Fasziniert hörten die Besucher Dietzels Erläuterungen, etwa auch diese, dass in der Luftfahrt die Begrifflichkeiten aus der Seefahrt kommen: Knoten, Meilen, Fuß sind die Maßeinheiten. Warum? Weil Seefahrer navigieren konnten – und so waren sie auch die ersten, die etwa beim Ballonfliegen gefragt waren. Man erfuhr, dass es Primär- und Sekundärradar gibt; Sekundärradar wie die Gosheimer Anlage könne mit geringerer Leistung arbeiten, weil die Empfänger bei den Flugzeugen aktiv die Signale zurück werfen.
Die Deutsche Flugsicherung überwache auch nur ab einer bestimmten Höhe, Privatpiloten drunter sind selber für ihre Sicherheit verantwortlich.

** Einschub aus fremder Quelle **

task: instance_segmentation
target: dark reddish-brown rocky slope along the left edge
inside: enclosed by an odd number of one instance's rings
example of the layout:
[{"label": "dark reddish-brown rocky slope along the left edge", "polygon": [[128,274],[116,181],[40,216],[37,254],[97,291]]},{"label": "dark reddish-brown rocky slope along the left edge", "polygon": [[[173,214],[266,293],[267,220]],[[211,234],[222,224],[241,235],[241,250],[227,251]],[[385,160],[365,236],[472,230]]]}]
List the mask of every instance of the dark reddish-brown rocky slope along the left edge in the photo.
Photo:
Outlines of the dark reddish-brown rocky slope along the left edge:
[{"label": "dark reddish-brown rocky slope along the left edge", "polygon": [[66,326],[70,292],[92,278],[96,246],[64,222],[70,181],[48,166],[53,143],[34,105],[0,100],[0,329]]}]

Aber ab dieser Höhe –deshalb werden die Impulse auch weitgehend oberhalb der bewohnten Gebiete gesendet und empfangen – ist das Überwachungssystem lückenlos, erklärte Dietzel. Sobald ein Flugzeug in den Luftraum eintritt, wird es erfasst und quasi von Zone zu Zone „weiter gegeben“. Immer zwei Fluglotsen seien für eine Zelle verantwortlich. Die Daten sind nicht geheim, auch private Flughäfen oder auch Forscher können sie kaufen und nutzen. Selbst die Bundeswehr fliegt mit der Deutschen Flugsicherung, wenn sie sich zwischen den eigenen und armeeüberwachten Gebieten bewegen.
Etwa 2000 Lotsen hat die Deutsche Flugsicherung, insgesamt aber etwa 5000 Mitarbeiter, so Dietzel. Am Anfang war die Gosheimer Anlage mit 18 Mitarbeitern besetzt und rund um die Uhr bewacht, inzwischen ist keine der Anlagen mehr bemannt.

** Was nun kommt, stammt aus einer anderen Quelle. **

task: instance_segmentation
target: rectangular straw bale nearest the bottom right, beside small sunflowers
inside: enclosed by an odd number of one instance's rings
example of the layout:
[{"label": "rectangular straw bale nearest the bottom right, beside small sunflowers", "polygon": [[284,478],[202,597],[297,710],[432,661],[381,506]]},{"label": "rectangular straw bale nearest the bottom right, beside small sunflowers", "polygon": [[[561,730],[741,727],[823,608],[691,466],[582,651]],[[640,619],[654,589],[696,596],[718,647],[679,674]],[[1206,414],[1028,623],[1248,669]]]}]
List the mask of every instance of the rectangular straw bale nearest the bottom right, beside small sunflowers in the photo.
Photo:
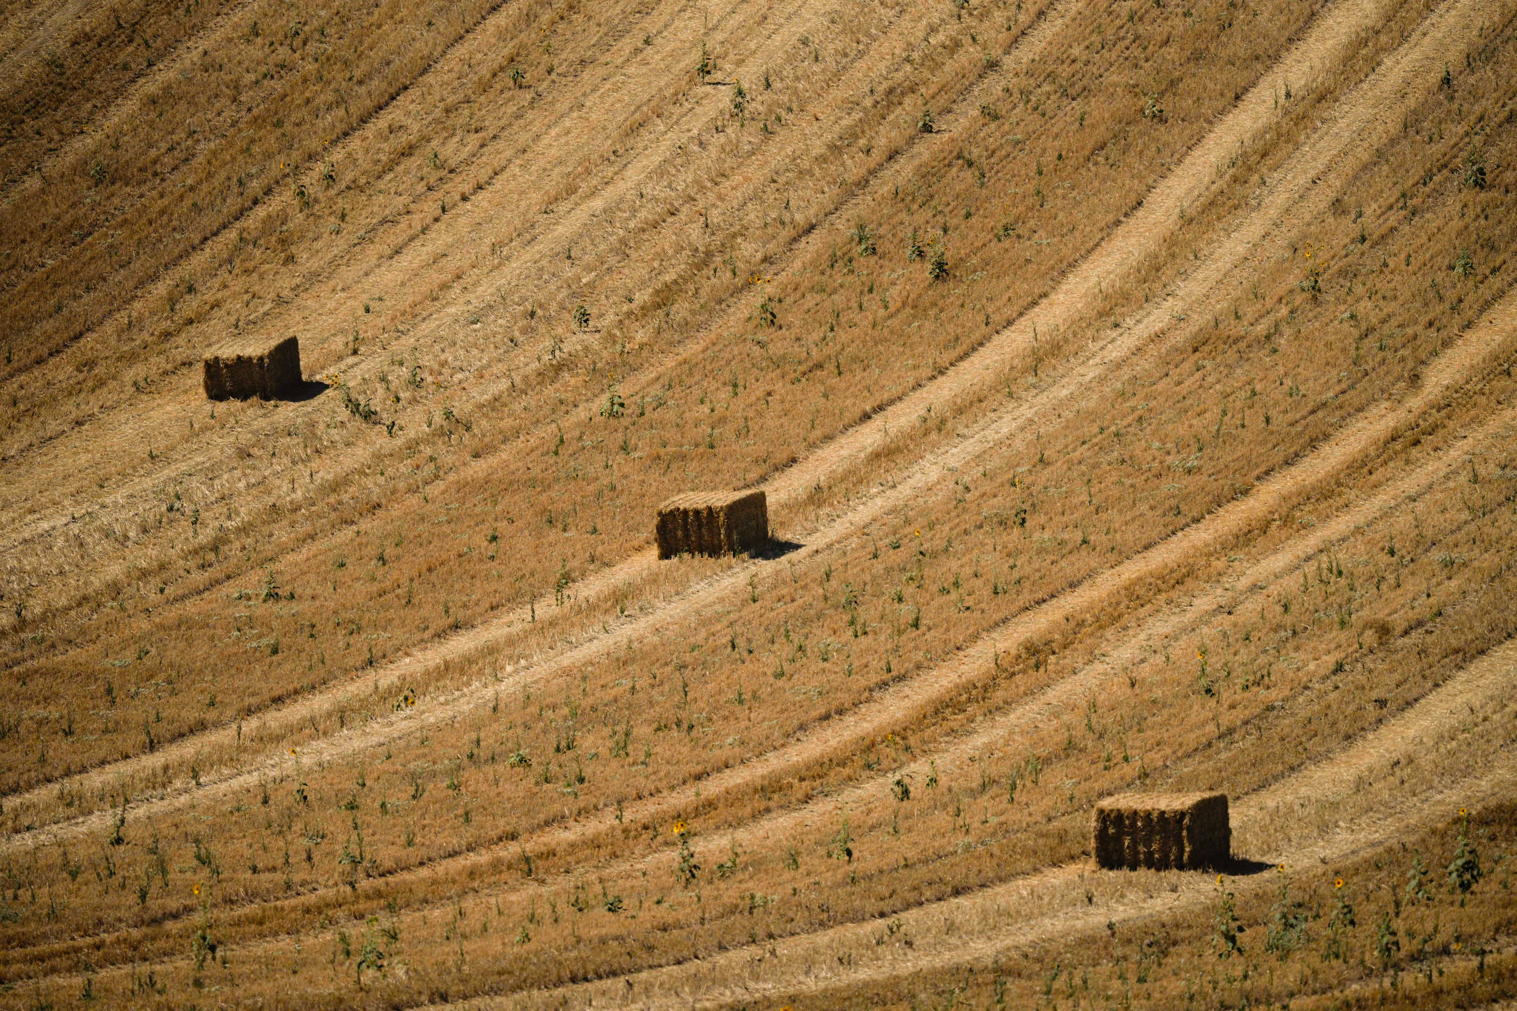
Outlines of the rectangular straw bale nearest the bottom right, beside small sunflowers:
[{"label": "rectangular straw bale nearest the bottom right, beside small sunflowers", "polygon": [[1132,793],[1095,805],[1095,862],[1107,869],[1198,870],[1232,856],[1224,793]]}]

Auch das Aussehen hat sich verändert: Während am Anfang die Technik in einem riesigen dreistöckigen Gebäude untergebracht war – das heute nicht mehr steht – ist selbst im Überwachungsraum im Turm vieles leer, weil die technische Ausstattung samt Rechnern immer kleiner und kleiner wurde. Die Anlage wird allerdings immer noch rund um die Uhr fern überwacht, so Dietzel. Bei der Flugsicherung würden alle technischen Anlagen redundant, also doppelt geführt. Man wolle ja nicht, dass etwa wegen eines versehentlichen Baggerbisses eine ganze Anlage ausfalle.

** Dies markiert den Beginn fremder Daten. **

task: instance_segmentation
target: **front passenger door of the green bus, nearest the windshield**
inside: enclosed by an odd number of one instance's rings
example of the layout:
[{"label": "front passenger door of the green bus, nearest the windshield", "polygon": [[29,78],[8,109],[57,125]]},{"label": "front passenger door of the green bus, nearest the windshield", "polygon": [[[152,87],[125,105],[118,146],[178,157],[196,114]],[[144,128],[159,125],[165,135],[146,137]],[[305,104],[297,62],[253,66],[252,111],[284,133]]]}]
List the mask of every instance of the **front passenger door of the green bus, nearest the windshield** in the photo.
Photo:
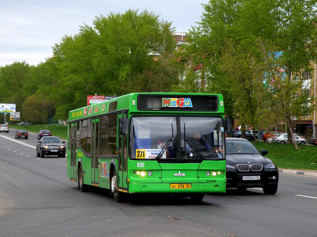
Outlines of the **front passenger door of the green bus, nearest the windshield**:
[{"label": "front passenger door of the green bus, nearest the windshield", "polygon": [[[121,120],[121,114],[119,115],[119,125]],[[119,189],[127,191],[127,136],[119,134],[119,159],[118,159],[118,186]]]}]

Wie es mit der Gesundheitsbelastung aussehe? Dietzel rechnete vor, dass die Belastung so kurz und im Vergleich zu etwa schnurlosen Telefonen so klein sei, dass keine Gefahren von einer Anlage wie Gosheim ausgingen.
Ganz besonders nett an diesem Mittwochvormittag war das Zusammentreffen von vier Kollegen: Manfred Glöggler ist extra aus Weingarten gekommen, nachdem ihn seine in Tuttlingen lebende Schwester aufmerksam gemacht hatte. Er hat 1974 bis 1976 eineinhalb Jahre als Starkstromelektriker für Telefunken die Installationen an der Anlage (und vielen weiteren) vorgenommen und Bilder mitgebracht. Außerdem waren Willi Gurt aus Gosheim und Dietmar Krüger aus Denkingen gekommen.
Beide haben einst, bis zum Jahr 1995, auf der Anlage gearbeitet. Krüger ist erst seit zwei Jahren im Ruhestand, hat unter seinem Chef Ralf Dietzel die letzten Berufsjahre in München gearbeitet. 189 Stufen führen nach oben Eine schöne Belohnung fürs Erklimmen von 189 Stufen im Innern des Turms war der Rundumblick von der Plattform des Turmes, den alle Teilnehmer bei schönstem Spätsommerwetter genossen.